Incidentally, during the 1970s, 2 stone turbot (28 lbs+) were regularly caught around Cornwall. Such specimens are rare today.
Despite all this evidence, many influential voices within the commercial sector still deny that fish stocks have deteriorated. There was even a book published a couple of years ago called Cornwall Fish and Seafood by Carol Trewin that was highly publicised. Here is an extract from the launch publicity [
http://www.england-in-particular.info/g ... e4-02.html ]. No guesses who the drivers behind these lies were.

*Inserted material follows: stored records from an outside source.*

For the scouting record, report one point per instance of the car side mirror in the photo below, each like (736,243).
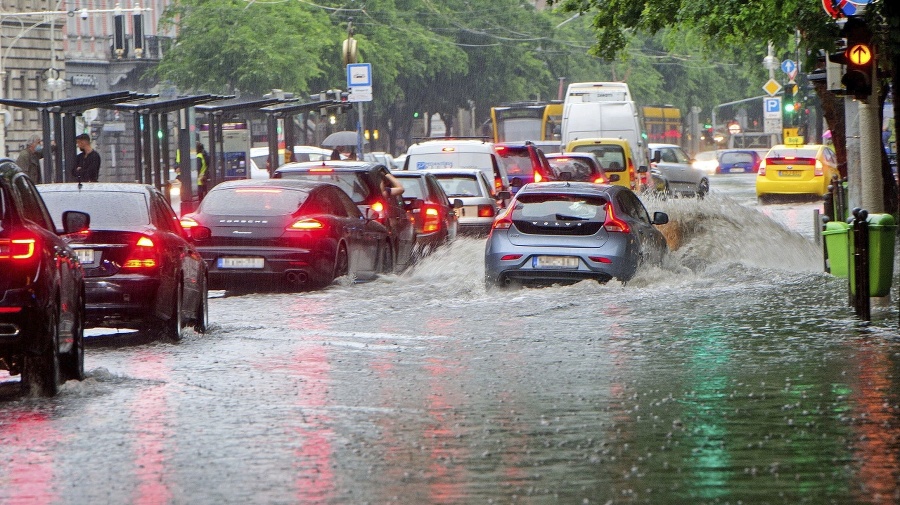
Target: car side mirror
(75,221)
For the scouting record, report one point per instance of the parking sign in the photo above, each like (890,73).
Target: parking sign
(772,107)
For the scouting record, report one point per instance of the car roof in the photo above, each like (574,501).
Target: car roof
(336,165)
(120,187)
(575,188)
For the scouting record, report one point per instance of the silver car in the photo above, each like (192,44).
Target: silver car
(480,203)
(673,174)
(563,232)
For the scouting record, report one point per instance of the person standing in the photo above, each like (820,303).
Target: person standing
(202,172)
(30,157)
(87,163)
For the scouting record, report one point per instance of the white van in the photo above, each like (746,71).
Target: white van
(458,153)
(584,120)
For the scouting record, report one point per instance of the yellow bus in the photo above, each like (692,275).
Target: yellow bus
(662,123)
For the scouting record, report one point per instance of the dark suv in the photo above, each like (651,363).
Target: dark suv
(42,286)
(362,181)
(524,163)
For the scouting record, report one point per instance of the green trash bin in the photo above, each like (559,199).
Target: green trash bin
(882,233)
(837,245)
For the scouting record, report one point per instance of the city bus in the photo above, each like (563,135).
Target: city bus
(662,123)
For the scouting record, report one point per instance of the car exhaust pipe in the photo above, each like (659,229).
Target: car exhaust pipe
(9,330)
(296,277)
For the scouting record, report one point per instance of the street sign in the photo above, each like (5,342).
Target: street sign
(772,87)
(359,74)
(360,94)
(772,107)
(788,66)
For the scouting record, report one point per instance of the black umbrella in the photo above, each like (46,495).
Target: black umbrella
(345,138)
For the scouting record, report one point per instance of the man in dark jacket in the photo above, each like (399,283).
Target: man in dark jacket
(87,163)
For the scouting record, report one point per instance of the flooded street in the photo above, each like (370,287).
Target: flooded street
(734,373)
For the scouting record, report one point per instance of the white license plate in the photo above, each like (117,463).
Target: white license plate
(555,262)
(241,262)
(85,256)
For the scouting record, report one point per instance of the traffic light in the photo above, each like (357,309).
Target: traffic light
(859,57)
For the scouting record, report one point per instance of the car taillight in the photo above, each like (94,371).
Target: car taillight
(306,225)
(485,211)
(17,248)
(143,255)
(432,221)
(613,223)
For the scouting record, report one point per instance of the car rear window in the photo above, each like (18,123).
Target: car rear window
(449,160)
(351,182)
(109,210)
(516,160)
(611,157)
(734,158)
(253,201)
(459,185)
(556,214)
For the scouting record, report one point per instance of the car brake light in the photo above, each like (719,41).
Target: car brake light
(17,248)
(143,255)
(432,221)
(614,224)
(485,211)
(306,225)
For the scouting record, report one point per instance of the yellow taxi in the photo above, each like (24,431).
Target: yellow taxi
(796,170)
(615,157)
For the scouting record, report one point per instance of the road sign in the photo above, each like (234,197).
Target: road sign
(359,74)
(772,107)
(788,66)
(772,87)
(360,94)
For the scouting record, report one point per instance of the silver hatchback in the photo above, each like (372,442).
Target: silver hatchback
(563,232)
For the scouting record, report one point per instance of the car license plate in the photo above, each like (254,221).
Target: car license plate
(241,262)
(85,256)
(555,262)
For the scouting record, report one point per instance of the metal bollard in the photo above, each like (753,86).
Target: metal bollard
(860,298)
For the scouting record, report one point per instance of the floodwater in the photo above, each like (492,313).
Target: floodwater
(734,373)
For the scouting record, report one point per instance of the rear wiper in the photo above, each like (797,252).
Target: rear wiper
(563,217)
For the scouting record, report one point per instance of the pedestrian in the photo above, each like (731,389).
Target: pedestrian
(87,163)
(202,172)
(30,157)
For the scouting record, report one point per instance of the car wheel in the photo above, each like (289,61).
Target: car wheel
(173,326)
(386,259)
(201,318)
(72,364)
(40,374)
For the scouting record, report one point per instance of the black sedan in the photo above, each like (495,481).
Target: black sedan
(140,268)
(434,214)
(284,233)
(365,182)
(42,288)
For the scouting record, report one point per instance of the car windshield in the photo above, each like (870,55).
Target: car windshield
(350,182)
(734,158)
(459,185)
(577,169)
(450,159)
(109,210)
(252,201)
(559,208)
(516,160)
(611,157)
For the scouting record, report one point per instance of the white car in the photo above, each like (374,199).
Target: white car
(480,202)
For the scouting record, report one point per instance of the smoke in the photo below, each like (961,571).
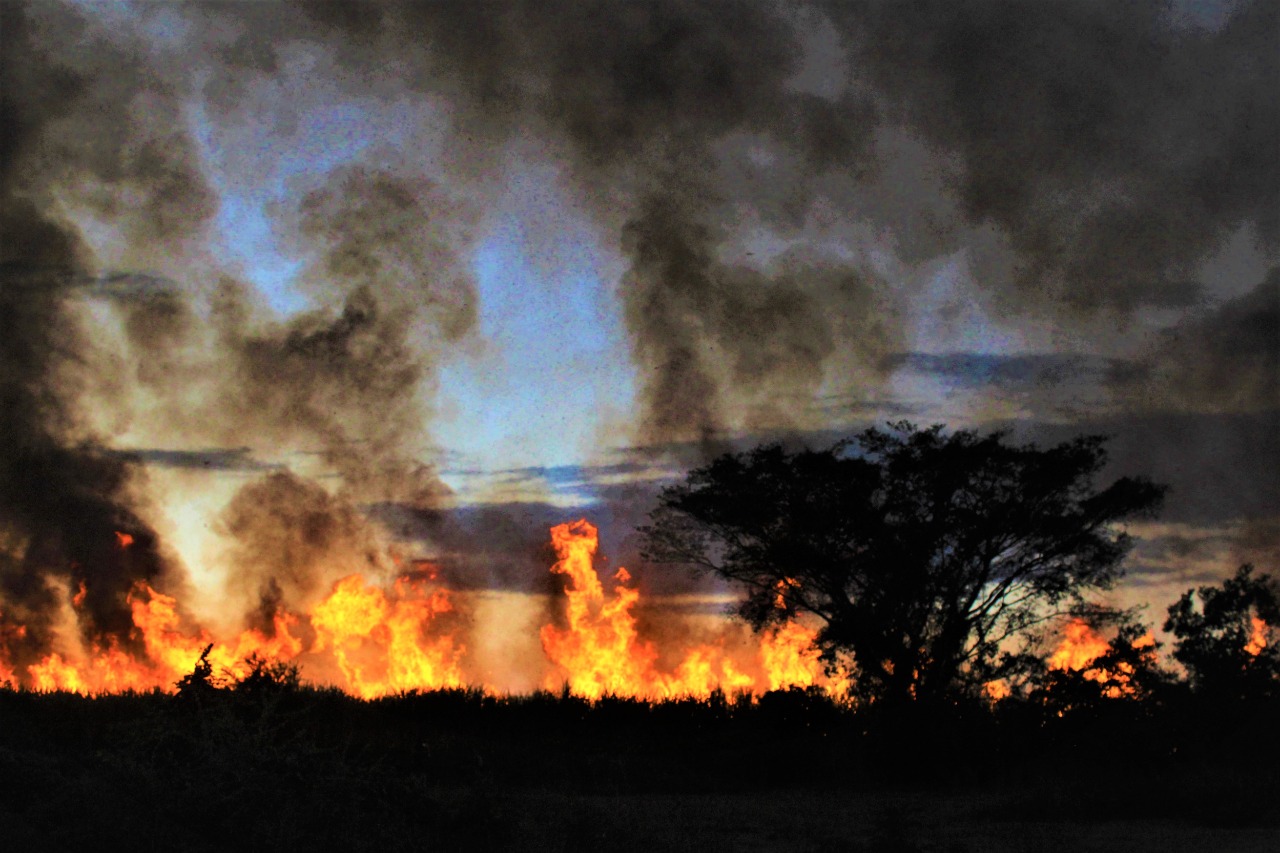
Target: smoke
(1112,147)
(289,538)
(62,501)
(1226,359)
(1084,159)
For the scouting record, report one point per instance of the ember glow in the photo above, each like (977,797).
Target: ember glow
(599,651)
(375,639)
(1257,637)
(1082,646)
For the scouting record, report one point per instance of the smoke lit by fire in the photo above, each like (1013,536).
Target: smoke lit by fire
(383,638)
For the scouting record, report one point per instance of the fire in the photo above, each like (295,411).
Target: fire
(790,657)
(374,639)
(1080,646)
(599,649)
(1257,637)
(380,641)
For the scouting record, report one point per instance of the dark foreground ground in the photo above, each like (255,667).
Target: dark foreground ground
(280,767)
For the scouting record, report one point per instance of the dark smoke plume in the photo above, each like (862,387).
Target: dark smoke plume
(67,510)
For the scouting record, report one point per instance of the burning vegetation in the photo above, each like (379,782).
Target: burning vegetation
(375,639)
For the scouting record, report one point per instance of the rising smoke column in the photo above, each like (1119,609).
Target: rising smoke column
(63,501)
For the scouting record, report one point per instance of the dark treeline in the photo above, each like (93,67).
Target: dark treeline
(269,761)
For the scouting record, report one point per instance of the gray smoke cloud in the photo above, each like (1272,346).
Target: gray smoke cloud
(778,186)
(97,150)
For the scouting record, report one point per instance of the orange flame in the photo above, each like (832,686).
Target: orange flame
(1080,646)
(599,649)
(790,657)
(1257,637)
(379,641)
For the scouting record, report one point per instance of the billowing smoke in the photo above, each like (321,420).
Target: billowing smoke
(782,190)
(68,511)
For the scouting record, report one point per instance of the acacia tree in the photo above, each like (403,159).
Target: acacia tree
(1226,639)
(919,551)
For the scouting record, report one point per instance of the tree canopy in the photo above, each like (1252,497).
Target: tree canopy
(918,550)
(1226,635)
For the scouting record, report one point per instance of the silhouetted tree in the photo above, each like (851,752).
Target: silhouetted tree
(920,551)
(1128,670)
(1226,639)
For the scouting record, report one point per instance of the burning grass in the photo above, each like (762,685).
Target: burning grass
(370,638)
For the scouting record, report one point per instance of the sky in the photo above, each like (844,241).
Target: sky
(474,269)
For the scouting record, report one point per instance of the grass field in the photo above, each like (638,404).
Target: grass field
(296,767)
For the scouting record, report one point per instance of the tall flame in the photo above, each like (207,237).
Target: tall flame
(599,651)
(1257,637)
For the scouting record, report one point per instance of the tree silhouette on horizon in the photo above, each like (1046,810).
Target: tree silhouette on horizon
(919,551)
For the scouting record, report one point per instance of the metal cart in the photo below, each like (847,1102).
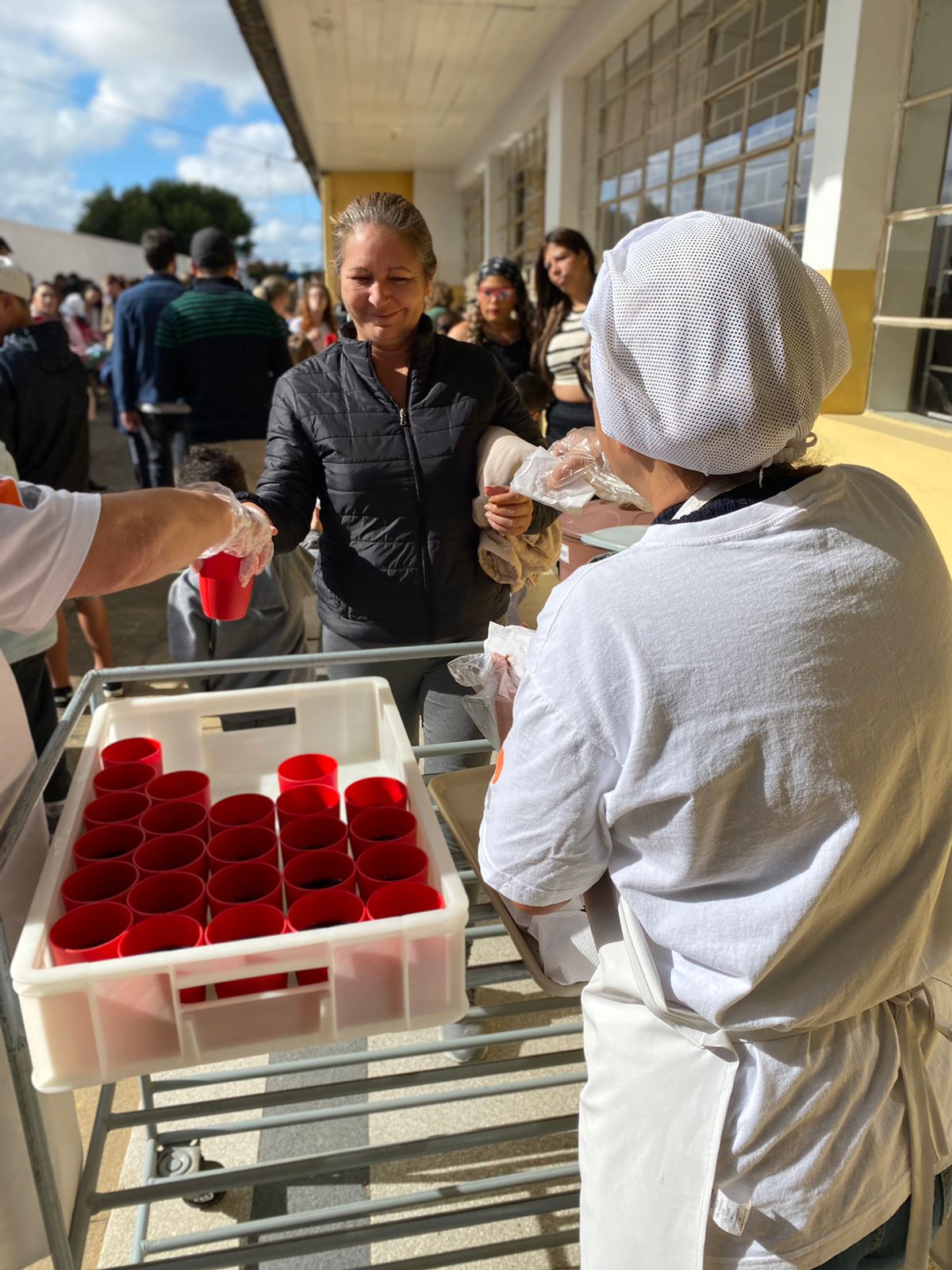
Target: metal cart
(371,1083)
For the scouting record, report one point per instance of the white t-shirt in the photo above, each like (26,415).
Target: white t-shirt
(747,722)
(44,537)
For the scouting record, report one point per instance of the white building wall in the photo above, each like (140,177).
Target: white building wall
(44,253)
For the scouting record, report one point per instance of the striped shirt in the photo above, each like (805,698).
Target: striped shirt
(568,344)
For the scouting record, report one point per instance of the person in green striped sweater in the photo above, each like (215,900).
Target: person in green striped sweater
(221,351)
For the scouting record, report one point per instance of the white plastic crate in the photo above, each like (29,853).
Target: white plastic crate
(101,1022)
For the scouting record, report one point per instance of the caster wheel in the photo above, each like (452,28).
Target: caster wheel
(182,1161)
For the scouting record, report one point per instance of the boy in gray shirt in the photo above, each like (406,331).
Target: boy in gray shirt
(274,624)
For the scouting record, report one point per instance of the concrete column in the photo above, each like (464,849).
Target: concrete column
(566,102)
(861,86)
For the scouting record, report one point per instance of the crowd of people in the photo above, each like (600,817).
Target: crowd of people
(733,738)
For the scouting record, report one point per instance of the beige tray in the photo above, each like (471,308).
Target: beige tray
(460,798)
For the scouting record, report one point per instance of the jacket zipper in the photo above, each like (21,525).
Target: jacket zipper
(418,483)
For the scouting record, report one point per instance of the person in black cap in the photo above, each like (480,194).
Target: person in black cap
(221,352)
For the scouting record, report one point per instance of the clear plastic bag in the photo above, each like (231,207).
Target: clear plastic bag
(494,675)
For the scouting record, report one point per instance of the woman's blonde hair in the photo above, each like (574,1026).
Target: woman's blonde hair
(393,213)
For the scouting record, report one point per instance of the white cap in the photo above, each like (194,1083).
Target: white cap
(712,344)
(14,279)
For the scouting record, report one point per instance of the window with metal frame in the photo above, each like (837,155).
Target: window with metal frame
(710,103)
(474,226)
(524,196)
(913,357)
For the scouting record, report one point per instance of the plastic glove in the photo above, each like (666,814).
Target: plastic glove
(581,454)
(251,535)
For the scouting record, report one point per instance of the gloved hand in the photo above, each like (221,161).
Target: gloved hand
(581,454)
(251,535)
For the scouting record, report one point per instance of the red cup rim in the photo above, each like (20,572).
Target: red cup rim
(99,912)
(332,899)
(141,931)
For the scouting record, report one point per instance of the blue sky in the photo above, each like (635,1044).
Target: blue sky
(67,65)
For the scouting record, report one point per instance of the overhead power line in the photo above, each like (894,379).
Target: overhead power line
(114,108)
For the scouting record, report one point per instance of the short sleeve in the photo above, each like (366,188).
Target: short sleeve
(44,537)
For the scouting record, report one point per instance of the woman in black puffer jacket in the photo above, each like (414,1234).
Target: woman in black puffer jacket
(384,429)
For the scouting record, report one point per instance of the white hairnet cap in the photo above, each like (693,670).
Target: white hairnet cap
(712,343)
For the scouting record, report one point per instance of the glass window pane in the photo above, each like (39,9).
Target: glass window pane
(693,18)
(664,32)
(631,168)
(635,111)
(774,107)
(683,197)
(628,214)
(812,90)
(593,90)
(615,73)
(922,158)
(692,75)
(780,29)
(658,154)
(721,190)
(685,158)
(805,165)
(725,118)
(662,94)
(932,67)
(636,54)
(655,206)
(730,50)
(765,194)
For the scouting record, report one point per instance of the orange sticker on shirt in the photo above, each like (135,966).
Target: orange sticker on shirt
(10,493)
(499,768)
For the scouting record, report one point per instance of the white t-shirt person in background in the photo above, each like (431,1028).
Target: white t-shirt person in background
(746,722)
(55,545)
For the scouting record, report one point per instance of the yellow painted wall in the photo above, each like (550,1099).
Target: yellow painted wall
(340,188)
(916,455)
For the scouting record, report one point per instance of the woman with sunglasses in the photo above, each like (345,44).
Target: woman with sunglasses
(501,318)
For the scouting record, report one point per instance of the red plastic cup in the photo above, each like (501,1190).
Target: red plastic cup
(374,791)
(241,844)
(323,910)
(133,749)
(306,800)
(247,922)
(224,598)
(162,895)
(126,808)
(165,933)
(186,787)
(89,933)
(107,842)
(175,852)
(385,864)
(317,872)
(105,880)
(313,833)
(251,883)
(120,778)
(241,810)
(400,899)
(308,770)
(384,825)
(163,819)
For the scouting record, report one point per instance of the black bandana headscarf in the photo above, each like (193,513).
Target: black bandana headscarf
(505,268)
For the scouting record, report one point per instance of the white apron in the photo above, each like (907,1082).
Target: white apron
(654,1106)
(22,1237)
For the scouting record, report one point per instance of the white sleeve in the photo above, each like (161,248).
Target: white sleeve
(543,837)
(44,537)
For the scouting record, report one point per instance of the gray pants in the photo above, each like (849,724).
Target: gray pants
(423,689)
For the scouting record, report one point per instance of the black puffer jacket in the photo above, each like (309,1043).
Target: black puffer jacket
(397,559)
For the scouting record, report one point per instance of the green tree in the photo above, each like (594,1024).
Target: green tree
(181,206)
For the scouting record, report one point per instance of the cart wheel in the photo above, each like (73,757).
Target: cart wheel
(182,1161)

"Cornish fishing is thriving, and so are fish stocks in the seas around the Cornish coast. If you don’t believe this then look no further than a radical new book on fishing in Cornwall and the Isles of Scilly that turns many preconceptions on their head. Cornish Fishing and Seafood reveals the true state of fishing and fish stocks in the far South West, and discovers the thriving onshore industry that processes and handles the fish and shellfish landed by England’s last fishing fleet of any size.”The current state of South West stocks and the question of ‘had they changed’ and if so ‘how they had changed’, was a topic for some prolonged and difficult discussion at the Invest in Fish project. After one particularly acrimonious meeting, one very senior leader of the commercials who has been known to me since he left school, approached me at the bar after the meeting and actually agreed that fish stocks had been decimated but I should understand that it was unrealistic to imagine they could ever be rebuilt to previous levels and if the commercials were to acknowledge the true situation, such an admission would open the doors to even more restrictive management such as reduced quotas. In other words, they know; but they aren’t about to admit the truth. On the contrary, their short term interests are best served by challenging the very notion that stocks are in trouble.